His knowledge and experience were different from that of most brokers or advisors. This is because his team was concerned with development experience, says Samuels:

“Location-based entertainment isn’t only a matter of finding a location. You have to understand the costs, the visitation, the revenue, the EBITDA. You have to understand how the process works. Some locations, and they could be the greatest location in the world, will never work.”

“Most people don’t understand footfall, don’t understand the overall economic structure, and why location-based entertainment can’t pay big rents because they’re sunk in cost, and they have to reinvest every three to five years. The real estate has to be reasonable to the revenues they can generate on a long-term basis.”

“Most location-based entertainment attractions will do 300,000 or 200,000 visitors per year. You have to be realistic. You have to understand the business model, the physical needs and real estate opportunities and constraints. The challenge today, and in the future, is that physical real estate is usually fixed and set. Plus it’s very expensive.”

The need for creativity

Attractions, he says, need to be creative and flexible, morphing into different things:

“’All the world’s a stage, and all the men and women merely players,’ Shakespeare said. So how do you create a stage without overspending? You have to establish how to create a proper, economical stage, and then allow attractions to be the actors on the stage in a meaningful way that can change every year or two or three, that can be relevant, be current, be different, so that people want to go back, want to go to a party or an event.”

Corporate events

In the United States particularly, corporate events have been moving to the foreground of the business landscape.

“Samuels & Company represents iFLY in 40 locations, and Andretti, which is next to a Topgolf,” Samuels says. “20 to25% of their revenue pre-COVID was corporate events. Corporate events are great revenue streams. They are also great ways to build team morale and camaraderie.”

Post-COVID, he envisages there will be difficulties:

“They will be smaller groups, smaller parties, smaller revenues. In the short term, they will probably end up being a little more expensive. A bigger premium dollar will be charged to smaller groups; some may be replaced with Zoom events.”

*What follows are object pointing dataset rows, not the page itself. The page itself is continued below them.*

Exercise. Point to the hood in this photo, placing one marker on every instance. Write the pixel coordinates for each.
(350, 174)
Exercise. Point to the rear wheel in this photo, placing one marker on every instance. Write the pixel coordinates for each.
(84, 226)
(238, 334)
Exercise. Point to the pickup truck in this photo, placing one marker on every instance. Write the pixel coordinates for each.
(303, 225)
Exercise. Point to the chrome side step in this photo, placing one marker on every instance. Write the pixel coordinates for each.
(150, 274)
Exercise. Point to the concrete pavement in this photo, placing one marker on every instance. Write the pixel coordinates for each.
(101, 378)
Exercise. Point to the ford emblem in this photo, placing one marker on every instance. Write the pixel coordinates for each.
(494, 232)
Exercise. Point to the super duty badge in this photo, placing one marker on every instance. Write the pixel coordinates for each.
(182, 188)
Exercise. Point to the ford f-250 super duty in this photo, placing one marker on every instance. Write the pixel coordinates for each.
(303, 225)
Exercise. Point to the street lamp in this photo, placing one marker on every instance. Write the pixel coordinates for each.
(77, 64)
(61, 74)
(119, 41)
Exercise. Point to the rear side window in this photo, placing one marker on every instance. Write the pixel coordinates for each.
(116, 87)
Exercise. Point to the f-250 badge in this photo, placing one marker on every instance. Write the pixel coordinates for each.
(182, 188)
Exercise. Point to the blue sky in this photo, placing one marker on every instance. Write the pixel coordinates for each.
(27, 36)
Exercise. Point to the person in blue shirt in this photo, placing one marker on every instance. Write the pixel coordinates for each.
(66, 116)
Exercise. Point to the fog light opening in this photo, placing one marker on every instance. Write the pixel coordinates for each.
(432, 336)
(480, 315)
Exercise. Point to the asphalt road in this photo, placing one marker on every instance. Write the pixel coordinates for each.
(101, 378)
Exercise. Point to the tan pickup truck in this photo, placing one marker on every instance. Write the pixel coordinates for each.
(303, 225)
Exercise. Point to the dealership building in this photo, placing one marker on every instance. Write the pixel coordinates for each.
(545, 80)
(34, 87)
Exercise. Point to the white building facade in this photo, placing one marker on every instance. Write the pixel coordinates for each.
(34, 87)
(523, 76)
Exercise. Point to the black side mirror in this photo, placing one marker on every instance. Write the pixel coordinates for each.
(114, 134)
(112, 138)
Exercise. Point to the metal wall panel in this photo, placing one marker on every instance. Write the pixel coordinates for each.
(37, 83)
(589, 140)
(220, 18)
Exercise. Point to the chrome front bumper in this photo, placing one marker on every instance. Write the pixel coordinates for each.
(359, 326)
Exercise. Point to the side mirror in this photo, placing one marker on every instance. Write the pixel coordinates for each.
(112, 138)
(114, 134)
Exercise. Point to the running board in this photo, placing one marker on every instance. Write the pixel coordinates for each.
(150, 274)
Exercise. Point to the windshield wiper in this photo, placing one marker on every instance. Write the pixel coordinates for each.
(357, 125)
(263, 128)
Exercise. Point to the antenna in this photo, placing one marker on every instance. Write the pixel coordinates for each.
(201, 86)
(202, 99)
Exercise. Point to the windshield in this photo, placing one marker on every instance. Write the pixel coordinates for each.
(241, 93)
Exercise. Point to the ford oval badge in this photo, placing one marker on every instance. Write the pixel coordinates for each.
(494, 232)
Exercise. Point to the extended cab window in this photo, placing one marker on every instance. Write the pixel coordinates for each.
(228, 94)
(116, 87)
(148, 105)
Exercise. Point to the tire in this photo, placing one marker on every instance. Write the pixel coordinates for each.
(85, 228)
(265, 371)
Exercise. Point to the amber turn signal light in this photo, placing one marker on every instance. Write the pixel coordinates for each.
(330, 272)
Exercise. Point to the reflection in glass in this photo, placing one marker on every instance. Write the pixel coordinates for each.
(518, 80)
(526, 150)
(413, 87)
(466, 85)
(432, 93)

“Corporate events and special events are very difficult post-COVID. However, I think people will figure out how to do some of them. Convention centers are another problem, but the way to make the model work is to have a conference with maybe 3000 attendees. Maybe a thousand in-person, and 2000 by Zoom. There are ways to get a model to work.

“It’s going to take creativity to do that, but it can be done. Then the long-term will be how people can participate in larger audiences as far as reach is concerned. So, if there is a conference in Manchester, could you get people further away to take part by Zoom versus having to come physically?”

“I think everyone has to always challenge themselves every day to understand where we are and where we’re headed.”

COVID drives innovation

The pandemic has, he says, driven innovation:

“It has forced innovation to speed up, and uniquely at a time where technology is available, albeit not readily, to many. But can you imagine if this was 10, 15 years ago, without Amazon or with slow dial-up where you had to wait forever to get access to the internet? So at least everyone can function, somewhat. Though, unfortunately, I do believe it is going to exacerbate income inequality. Particularly in countries where there are fewer resources available.”

Another silver lining, in spite of the deaths from the pandemic, was identifiable by mid-2020, he says:

“Here in California, we shut down in mid-March 2020 and opened again at the beginning of June. During that time, there was very little pollution. We live in a ranch house in Hollywood Hills; there were more lizards, more birds. We even had two Mallard ducks that flew into our backyard and settled in the pool. It felt like the world was breathing again. With proper leadership around how we rebuild, we could keep it breathing.”